2022年2月24日、ロシアがウクライナに軍事侵攻し、現在15000人以上が死亡し、300万人以上が避難している。国際的な影響が広がる中、ボードゲーム業界での動きをまとめた。随時更新予定。

ファランクス社(イギリス)は2月23日、SNS上で自社の2人用ゲーム『ヨーロッパ分断(Europa Divided)』でウクライナ情勢をシミュレートできると投稿。その翌日に軍事侵攻が始まったため批判が殺到し、投稿は削除され謝罪文が掲載された。その中で今後『ヨーロッパ分断』の売上による利益を全て、ポーランドに避難したウクライナ人への人道支援活動に寄付することを発表した。
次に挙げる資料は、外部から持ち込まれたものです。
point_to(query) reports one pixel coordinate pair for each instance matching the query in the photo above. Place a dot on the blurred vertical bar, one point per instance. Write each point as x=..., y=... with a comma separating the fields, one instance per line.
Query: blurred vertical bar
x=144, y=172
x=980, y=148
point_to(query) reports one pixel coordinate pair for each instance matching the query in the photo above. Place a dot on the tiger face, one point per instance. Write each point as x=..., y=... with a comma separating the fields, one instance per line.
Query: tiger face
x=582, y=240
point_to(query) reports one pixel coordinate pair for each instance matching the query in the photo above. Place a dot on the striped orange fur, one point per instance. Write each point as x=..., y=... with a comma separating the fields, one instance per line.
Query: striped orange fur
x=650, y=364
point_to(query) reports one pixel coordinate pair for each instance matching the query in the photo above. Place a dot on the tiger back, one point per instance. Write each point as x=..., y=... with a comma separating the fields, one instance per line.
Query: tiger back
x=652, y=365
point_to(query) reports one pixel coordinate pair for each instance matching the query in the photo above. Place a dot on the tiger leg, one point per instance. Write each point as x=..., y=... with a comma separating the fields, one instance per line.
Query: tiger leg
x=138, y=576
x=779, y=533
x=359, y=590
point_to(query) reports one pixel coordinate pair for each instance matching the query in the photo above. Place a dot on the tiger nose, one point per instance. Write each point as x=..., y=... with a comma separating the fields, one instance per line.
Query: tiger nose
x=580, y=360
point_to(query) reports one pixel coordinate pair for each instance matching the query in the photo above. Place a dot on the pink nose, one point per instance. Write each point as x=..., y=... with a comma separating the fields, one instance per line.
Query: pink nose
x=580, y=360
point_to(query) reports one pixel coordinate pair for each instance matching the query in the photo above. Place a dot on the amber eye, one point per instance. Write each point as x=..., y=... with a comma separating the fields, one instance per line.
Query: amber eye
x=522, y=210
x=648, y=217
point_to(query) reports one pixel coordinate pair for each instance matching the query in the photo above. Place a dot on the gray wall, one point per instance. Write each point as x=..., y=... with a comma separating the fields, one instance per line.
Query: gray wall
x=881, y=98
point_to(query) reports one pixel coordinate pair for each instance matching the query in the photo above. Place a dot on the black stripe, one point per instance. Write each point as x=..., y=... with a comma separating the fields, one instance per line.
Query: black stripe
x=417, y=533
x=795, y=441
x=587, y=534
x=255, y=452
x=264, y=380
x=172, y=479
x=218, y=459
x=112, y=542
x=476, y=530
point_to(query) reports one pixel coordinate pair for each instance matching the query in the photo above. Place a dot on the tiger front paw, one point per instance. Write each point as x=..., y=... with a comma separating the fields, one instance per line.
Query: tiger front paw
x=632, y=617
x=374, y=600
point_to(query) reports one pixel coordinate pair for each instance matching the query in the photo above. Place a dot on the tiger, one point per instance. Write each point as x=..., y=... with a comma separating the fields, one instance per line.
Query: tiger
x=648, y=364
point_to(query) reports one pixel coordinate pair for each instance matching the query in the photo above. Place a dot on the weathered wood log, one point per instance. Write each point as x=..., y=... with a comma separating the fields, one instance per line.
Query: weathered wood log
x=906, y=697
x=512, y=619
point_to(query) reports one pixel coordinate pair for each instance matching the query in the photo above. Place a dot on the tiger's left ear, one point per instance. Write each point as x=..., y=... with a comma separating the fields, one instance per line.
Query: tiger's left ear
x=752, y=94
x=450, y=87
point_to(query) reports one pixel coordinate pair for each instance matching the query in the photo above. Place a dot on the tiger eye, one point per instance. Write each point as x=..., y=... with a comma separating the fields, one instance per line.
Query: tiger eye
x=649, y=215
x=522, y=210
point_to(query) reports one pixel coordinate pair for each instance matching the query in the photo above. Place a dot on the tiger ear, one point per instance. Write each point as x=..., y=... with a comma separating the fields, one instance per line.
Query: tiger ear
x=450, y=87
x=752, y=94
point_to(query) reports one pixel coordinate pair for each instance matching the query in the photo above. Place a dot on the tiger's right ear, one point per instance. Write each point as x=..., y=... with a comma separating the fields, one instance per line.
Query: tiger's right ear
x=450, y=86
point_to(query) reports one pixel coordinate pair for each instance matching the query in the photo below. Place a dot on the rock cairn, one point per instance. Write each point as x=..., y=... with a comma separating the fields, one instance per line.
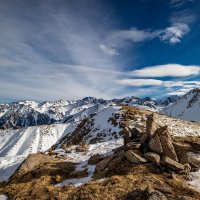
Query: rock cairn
x=154, y=145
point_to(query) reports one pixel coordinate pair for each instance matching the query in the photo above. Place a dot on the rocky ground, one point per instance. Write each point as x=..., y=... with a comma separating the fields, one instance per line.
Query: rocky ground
x=154, y=163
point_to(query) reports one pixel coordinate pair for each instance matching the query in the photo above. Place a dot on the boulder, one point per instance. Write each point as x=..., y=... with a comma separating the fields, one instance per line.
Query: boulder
x=100, y=166
x=151, y=125
x=133, y=145
x=167, y=145
x=143, y=138
x=156, y=195
x=94, y=159
x=139, y=194
x=172, y=164
x=135, y=157
x=193, y=160
x=181, y=151
x=155, y=144
x=127, y=135
x=135, y=134
x=153, y=157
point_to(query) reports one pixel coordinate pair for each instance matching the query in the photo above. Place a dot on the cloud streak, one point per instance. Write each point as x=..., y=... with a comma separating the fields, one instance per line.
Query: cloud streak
x=173, y=70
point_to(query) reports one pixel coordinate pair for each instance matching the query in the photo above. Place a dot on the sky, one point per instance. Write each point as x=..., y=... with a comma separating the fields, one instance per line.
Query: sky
x=69, y=49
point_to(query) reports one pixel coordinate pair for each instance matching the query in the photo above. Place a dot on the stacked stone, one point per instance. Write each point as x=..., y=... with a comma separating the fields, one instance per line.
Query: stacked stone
x=155, y=145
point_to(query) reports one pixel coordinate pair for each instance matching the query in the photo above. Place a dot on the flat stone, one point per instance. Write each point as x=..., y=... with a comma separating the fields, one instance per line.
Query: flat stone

カクテルゲームズ(フランス)は3月2日、自社製品『ハッピーシティ』のプロモカード「キエフの黄金の門とヤロスラフ賢公像」を5ユーロで発売。『ハッピーシティ』は日本人デザイナー佐藤敏樹氏らの『ハピエストタウン』の海外版で、たかみまこと氏がイラストを担当しており、このプロモカードもたかみ氏によるもの。売上は全額、赤十字のウクライナ人道危機救援金に寄付される。

ドイツ年間ゲーム大賞委員会は3月9日、ライフスタイル社(ロシア)からのロゴ使用料をユニセフ(国連児童基金)に寄付することを発表。ドイツ年間ゲーム大賞は非営利で運営されているが、協会の仕事、イベント、支援プログラムのために、受賞した出版社からロゴ使用料を徴収している。2020年にキッズゲーム大賞を受賞した『スピーディロール』と、21年にキッズゲーム大賞にノミネートされた『ストーリーテイラー』がこれに該当する。

フォイヤーラントシュピーレとアバクスシュピーレ(ドイツ)は3月10日、自社製品でチャリティーオークションを行うことを発表。『アーク・ノヴァ』や『グルームヘイヴン』など40タイトルのボードゲームが用意され、参加者はメールで入札する。1週間後に各ゲームごとの最高額入札者が落札して支払い。それと同額(1タイトル100ユーロまで)を同社が上乗せしてウクライナ人の支援にあてる。EU圏外への発送は行われない。

日本国内では今後、ヨーロッパからの商品到着の遅延や価格の上昇が懸念されている。